Justice Thomas persuasively argues that: “Substantive due process is the core inspiration for many of the Court’s constitutionally unmoored policy judgments.” This is because, “once the Court identifies a ‘fundamental’ right for one class of individuals, it invokes the Equal Protection Clause to demand exacting scrutiny of statutes that deny the right to others”.

For example, the Substantive Due Process Clause was used to invalidate a state statute that prohibited the distribution of contraceptives to unmarried persons. Meanwhile, “statutory classifications implicating certain “nonfundamental” rights, receive only cursory review” such as the Supreme Court case involving sewer treatment projects.

3.      It is Often Wielded to “Disastrous Ends”

In the infamous Dred Scott case, “the Court invoked a species of substantive due process to announce that Congress was powerless to emancipate slaves brought into the federal territories”. Significantly, this decision “was overruled on the battlefields of the Civil War and by constitutional amendment after Appomattox”. In the words of Justice Thomas, the overruling of this decision “was purchased at the price of immeasurable human suffering” which wasn’t needed because the legal reasoning in support of Dred Scott was erroneous.

Similarly, in the 49 years since Roe vs Wade was passed into law, 63 million American lives have been lost.

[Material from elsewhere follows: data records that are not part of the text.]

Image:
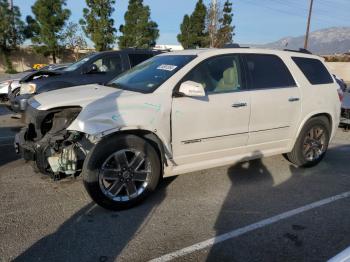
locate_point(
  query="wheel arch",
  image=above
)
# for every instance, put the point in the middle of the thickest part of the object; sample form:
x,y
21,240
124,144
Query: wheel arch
x,y
326,115
151,138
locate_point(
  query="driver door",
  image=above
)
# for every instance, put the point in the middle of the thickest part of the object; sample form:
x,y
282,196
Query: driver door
x,y
214,126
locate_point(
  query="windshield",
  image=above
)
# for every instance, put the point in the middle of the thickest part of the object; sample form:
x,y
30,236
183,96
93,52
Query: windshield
x,y
77,64
149,75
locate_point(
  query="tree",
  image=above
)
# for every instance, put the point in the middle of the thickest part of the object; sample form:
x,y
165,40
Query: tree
x,y
98,24
11,32
50,19
219,24
193,29
139,30
226,30
73,39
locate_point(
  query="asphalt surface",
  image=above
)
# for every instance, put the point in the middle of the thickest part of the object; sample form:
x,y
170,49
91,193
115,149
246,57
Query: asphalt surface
x,y
42,220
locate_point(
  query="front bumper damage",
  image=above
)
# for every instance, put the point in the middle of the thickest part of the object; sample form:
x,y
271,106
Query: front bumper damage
x,y
49,146
345,110
18,103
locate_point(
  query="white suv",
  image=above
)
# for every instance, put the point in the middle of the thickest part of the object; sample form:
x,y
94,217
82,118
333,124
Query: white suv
x,y
181,112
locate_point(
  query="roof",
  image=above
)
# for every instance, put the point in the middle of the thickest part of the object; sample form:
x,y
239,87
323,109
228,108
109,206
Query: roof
x,y
218,51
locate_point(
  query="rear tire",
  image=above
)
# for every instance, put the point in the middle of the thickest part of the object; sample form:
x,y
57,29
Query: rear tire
x,y
110,174
312,143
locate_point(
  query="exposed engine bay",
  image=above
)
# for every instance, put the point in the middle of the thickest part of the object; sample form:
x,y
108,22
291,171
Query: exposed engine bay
x,y
46,142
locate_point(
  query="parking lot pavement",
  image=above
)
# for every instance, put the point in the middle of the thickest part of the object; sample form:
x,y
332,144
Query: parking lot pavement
x,y
42,220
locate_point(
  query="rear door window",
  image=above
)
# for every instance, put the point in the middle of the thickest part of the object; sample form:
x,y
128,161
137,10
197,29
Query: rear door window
x,y
268,71
314,70
219,74
136,59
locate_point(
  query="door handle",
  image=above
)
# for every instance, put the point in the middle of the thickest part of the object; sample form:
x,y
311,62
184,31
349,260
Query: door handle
x,y
293,99
236,105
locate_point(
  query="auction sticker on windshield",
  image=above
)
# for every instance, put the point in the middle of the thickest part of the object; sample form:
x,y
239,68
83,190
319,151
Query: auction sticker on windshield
x,y
167,67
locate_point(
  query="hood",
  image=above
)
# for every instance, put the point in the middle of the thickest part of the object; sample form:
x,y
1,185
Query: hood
x,y
42,74
15,76
72,96
107,108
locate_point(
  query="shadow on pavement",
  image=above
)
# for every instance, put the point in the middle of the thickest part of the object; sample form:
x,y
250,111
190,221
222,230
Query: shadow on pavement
x,y
94,234
253,181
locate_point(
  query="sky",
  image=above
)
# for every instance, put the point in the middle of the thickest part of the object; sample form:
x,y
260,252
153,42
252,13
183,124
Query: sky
x,y
256,21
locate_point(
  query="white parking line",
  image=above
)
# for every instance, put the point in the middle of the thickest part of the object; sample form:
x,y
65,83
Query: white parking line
x,y
238,232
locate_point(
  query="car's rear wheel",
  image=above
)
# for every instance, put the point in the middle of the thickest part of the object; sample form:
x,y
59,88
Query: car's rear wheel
x,y
121,171
312,143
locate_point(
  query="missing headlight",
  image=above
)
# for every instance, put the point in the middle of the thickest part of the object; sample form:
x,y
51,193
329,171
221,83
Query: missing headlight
x,y
59,120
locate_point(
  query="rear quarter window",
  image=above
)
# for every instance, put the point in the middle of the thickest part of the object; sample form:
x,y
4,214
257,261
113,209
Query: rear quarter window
x,y
268,71
314,70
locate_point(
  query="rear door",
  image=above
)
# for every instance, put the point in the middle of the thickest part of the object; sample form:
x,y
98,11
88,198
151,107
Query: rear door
x,y
275,100
108,67
216,125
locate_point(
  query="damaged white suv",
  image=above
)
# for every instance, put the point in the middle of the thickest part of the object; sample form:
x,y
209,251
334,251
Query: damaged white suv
x,y
181,112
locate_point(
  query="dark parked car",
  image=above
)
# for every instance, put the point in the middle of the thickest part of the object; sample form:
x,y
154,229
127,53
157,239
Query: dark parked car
x,y
97,68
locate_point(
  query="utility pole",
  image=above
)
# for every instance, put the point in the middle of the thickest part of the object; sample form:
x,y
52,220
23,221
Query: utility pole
x,y
308,25
10,4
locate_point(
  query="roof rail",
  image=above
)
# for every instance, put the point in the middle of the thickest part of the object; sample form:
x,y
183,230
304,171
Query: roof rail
x,y
301,50
234,45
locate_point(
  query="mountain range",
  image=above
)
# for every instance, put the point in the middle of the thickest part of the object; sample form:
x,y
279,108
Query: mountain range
x,y
328,41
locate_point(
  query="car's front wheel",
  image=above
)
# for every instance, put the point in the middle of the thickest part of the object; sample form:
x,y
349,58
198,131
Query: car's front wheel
x,y
121,171
311,144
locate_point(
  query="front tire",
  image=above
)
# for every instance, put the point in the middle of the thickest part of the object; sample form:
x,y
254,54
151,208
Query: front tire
x,y
312,143
121,171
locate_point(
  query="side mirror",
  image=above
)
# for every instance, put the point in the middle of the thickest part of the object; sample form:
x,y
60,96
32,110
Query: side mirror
x,y
92,69
192,89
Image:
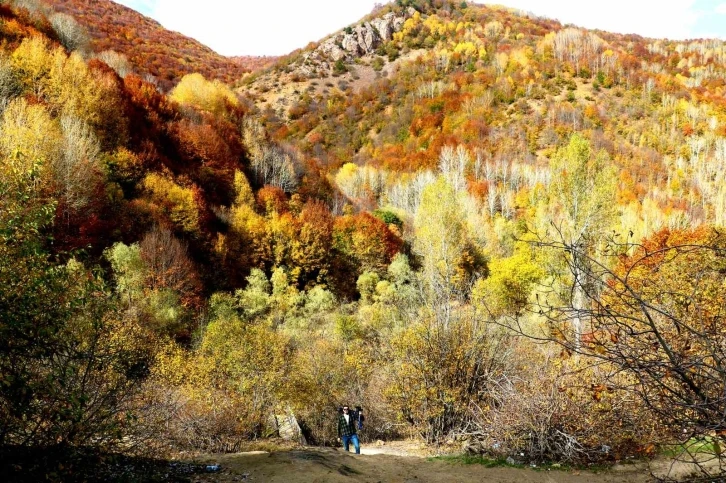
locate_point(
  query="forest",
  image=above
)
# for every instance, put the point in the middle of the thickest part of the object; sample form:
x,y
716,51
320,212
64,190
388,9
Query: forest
x,y
511,243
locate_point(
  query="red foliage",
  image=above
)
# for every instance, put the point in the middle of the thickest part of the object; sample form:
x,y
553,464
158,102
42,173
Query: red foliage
x,y
152,49
272,198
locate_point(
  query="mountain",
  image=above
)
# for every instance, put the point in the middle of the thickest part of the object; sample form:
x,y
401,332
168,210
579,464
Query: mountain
x,y
509,89
471,221
150,48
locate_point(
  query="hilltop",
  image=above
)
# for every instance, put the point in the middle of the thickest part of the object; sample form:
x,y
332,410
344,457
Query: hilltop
x,y
489,231
150,48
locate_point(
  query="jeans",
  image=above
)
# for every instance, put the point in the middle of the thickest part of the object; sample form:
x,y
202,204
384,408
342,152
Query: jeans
x,y
354,439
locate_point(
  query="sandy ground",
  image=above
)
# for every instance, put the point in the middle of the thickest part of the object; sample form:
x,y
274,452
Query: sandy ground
x,y
334,465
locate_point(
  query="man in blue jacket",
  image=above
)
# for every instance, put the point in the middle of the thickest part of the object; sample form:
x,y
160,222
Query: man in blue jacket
x,y
347,431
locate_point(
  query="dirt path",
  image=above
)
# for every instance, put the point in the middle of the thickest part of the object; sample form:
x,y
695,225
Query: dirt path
x,y
334,465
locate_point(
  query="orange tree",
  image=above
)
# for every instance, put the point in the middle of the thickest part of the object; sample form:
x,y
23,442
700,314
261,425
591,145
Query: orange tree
x,y
655,311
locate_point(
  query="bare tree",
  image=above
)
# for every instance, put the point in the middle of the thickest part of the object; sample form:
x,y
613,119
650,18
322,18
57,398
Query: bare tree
x,y
654,312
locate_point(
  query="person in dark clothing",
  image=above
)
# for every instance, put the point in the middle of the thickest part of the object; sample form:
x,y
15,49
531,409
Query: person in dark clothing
x,y
347,431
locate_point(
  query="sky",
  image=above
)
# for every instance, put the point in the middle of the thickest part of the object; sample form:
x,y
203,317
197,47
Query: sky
x,y
264,27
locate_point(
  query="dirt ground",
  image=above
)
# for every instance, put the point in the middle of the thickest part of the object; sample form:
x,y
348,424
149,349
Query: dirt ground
x,y
389,465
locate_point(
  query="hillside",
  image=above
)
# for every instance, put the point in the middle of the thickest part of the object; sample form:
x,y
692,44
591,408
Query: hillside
x,y
150,48
494,233
508,89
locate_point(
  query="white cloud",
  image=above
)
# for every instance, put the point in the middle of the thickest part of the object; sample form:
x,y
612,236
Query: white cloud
x,y
258,27
263,27
673,19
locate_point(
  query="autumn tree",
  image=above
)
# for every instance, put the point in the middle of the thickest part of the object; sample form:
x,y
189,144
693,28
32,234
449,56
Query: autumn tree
x,y
654,311
581,209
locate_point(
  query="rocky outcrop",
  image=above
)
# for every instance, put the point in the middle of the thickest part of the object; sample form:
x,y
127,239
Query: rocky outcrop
x,y
363,39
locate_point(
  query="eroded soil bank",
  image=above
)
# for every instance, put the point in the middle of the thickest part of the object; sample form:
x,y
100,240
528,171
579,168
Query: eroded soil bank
x,y
334,465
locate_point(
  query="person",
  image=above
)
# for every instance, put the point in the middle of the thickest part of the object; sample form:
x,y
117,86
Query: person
x,y
347,431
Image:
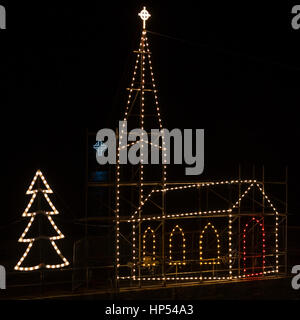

And these are all a result of spurious legal reasoning based on a substantive reading of the Due Process Clause. As Justice Thomas soberly concludes, “The harm caused by this Court’s forays into substantive due process remains immeasurable.”

Conclusion: A ‘Substantive’ Reading of the Due Process Clause Must be Eliminated

Justice Thomas concludes that the substantive reading of the due process clause “conflicts with the textual command” of the Fourteenth Amendment and “has harmed our country in many ways. Accordingly, we should eliminate it from our jurisprudence at the earliest opportunity”.

While the issue of interracial marriage is not addressed by Justice Thomas, from my cursory reading and understanding, this ruling would also be likely overturned. Not because it is right or wrong ‘substantively’, but because the legal reasoning behind such a rule is fallacious. As with abortion, contraception and gay marriage, this wouldn’t automatically make interracial marriage illegal per se. Instead, it would send the issue back to the individual states to decide.

While I’m not an American, it seems to me that Justice Thomas is correct. None of these matters is an issue to be decided by the Constitution, and as such political activists need to be prevented from misusing and abusing their country’s legal documents for their own agendas. That includes whites and blacks, Christians and atheists, Muslims and agnostics because the law is the law. No one is above the law and neither is anyone beneath it.